The first step, Calhoun explained during Penn’s first ever all-athlete kick-off picnic on Sept. 22, is to get to know members of the athletic community outside of just the sport in which you compete. Calhoun didn’t waste any time getting started with this measure: during the picnic, athletes were instructed not to sit with other members of their team so that they could get to know other athletes.

While the picnic was a galvanizing start, this athletic community will not form overnight from a few more Facebook friends. Calhoun wants athletes to make the time to attend fellow athletes’ competitions — and to do it for free. This year, for the first time, student athletes will not have to pay admission to men’s basketball games at the Palestra. This was done in hopes of reviving the passionate Quakers fan base that once thrived in the “Cathedral of Basketball.”

But she did not stop there. Calhoun also stressed to athletes a sense of accountability; if they want to be a part of a vibrant athletic community in University City, then they need to help make it.

“If we’re going to grow attendance at all sports, then [athletes] are personally responsible for helping grow attendance,” she said.

“If it’s inviting their classmates, their residence hallmates, their faculty, they need to be engaging in those conversations, getting information out about their sporting events and being personally accountable to trying to help bring people in. We all know that people have a better chance of wanting to go if they feel like they’re invited or they feel like they know people that they’re watching play.”

Tied to this element of accountability is athletes’ behavior off the field. According to Calhoun, “for student athletes, just always making sure that they understand that there are privileges, but also responsibilities that come with the role.”

“One of those responsibilities is being high [in] character and good citizens. Because if they’re not, it’s an embarrassment to not only themselves and their family but also the team and the division if something goes wrong.”

Recently, quite a few things have gone wrong. The last calendar year has been one of bad press for the Penn athletics community in the Greater Philadelphia area. To name a few, the women’s lacrosse team got into trouble last spring for allegedly damaging a bar and behaving vulgarly in Center City. This fall, junior wide receiver Cam Countryman was charged with simple assault after an altercation with a fellow student-athlete.
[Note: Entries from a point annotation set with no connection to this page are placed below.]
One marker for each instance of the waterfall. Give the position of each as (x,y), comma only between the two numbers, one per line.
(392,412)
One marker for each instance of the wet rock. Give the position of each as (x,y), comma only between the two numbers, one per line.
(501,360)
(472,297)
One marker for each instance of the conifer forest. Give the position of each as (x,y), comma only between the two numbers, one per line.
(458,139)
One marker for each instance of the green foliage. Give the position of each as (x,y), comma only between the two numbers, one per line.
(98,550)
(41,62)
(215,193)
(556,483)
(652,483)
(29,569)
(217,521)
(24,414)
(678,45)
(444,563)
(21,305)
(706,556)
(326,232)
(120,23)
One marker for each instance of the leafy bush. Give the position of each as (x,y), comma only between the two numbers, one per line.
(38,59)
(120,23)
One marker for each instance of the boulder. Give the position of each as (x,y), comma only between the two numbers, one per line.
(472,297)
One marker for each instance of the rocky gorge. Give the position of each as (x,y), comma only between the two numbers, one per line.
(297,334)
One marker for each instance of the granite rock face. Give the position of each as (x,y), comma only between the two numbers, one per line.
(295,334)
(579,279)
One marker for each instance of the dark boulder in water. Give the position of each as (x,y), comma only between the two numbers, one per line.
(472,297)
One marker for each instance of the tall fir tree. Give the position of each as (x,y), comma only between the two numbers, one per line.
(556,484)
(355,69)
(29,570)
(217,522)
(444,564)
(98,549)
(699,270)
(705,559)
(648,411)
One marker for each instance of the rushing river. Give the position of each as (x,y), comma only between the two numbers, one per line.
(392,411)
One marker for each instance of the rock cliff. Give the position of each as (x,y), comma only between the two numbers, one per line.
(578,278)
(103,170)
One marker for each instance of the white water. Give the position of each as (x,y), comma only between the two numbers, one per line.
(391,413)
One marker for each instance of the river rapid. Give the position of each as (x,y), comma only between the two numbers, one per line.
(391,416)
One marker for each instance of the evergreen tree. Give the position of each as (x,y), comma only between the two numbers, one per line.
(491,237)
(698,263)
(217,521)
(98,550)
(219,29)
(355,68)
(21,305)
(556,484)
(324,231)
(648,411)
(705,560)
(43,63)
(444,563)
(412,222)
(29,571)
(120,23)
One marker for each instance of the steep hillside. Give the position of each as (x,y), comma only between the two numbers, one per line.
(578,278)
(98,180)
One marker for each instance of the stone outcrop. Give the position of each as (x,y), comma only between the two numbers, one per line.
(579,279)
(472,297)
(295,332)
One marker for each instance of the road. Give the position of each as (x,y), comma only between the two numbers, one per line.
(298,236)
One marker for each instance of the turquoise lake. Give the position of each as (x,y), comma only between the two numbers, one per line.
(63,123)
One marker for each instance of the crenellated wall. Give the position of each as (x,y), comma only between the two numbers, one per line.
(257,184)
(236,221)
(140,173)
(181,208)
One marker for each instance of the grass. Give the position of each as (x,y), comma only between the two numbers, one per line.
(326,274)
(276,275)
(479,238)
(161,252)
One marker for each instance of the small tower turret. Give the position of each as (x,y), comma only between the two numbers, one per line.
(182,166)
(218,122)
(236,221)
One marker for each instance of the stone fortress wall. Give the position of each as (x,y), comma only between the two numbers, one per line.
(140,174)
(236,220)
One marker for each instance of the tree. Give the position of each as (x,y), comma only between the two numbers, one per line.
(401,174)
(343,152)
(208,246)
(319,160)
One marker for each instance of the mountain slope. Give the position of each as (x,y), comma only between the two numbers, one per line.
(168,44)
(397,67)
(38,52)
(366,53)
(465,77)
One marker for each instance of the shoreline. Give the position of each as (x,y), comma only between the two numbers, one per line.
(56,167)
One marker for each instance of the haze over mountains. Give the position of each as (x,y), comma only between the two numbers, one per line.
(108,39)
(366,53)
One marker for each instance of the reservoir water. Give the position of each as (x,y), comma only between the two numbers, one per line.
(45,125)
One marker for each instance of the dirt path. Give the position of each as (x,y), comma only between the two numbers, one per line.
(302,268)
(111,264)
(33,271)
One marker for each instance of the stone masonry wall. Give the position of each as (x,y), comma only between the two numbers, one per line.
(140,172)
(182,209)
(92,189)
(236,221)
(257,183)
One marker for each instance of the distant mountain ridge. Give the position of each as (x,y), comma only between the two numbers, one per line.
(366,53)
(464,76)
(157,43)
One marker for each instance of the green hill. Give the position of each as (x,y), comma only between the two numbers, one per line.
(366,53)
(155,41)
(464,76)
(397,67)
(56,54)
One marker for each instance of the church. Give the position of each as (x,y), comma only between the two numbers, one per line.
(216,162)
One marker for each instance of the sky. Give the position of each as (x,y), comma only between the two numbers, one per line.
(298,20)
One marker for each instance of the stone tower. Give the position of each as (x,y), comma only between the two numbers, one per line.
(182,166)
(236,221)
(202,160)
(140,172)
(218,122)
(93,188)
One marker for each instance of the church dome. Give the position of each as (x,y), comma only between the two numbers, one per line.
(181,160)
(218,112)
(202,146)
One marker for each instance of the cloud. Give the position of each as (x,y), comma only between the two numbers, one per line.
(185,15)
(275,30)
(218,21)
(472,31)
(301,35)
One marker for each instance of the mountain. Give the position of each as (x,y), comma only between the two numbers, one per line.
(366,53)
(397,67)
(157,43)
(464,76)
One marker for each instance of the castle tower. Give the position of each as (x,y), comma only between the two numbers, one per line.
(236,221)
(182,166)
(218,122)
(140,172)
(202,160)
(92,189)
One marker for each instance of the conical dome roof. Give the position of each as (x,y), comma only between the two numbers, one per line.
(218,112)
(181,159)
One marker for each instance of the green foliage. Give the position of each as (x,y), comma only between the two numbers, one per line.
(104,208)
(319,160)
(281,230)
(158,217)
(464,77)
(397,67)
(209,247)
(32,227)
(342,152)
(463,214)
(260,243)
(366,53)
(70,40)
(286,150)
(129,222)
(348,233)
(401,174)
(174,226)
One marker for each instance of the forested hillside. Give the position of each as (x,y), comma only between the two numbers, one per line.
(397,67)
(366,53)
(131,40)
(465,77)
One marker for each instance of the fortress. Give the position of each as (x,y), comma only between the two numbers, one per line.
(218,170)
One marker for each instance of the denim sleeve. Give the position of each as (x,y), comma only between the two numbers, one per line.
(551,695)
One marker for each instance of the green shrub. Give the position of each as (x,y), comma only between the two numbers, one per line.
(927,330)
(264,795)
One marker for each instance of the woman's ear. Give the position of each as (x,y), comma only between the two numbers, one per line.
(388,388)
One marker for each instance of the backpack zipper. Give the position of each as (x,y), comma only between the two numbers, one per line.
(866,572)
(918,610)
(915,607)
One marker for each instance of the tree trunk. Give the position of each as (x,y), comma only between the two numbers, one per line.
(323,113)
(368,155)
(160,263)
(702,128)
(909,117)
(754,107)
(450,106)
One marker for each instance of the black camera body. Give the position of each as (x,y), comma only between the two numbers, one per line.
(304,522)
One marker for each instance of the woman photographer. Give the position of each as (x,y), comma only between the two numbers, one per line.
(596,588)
“Unfortunately we’ve had our fair share of neighborhood disturbances,” said Calhoun. “I’ve had enough of that.”

Through these policies it is clear that Calhoun is on a mission to establish a tangible presence in the lives of student athletes on campus. Although the semester is just shy of the halfway mark, her plan is already flourishing.

As a student athlete myself, I can attest to the success of Calhoun’s four short months in office. Her policies have already had a greater impact (no pun intended) on my life than anything done by former athletic director Steve Bilsky during the 2013-2014 school year.

Perhaps it is still too early to pass definitive judgments on our new fearless leader. But so far, I’m a fan.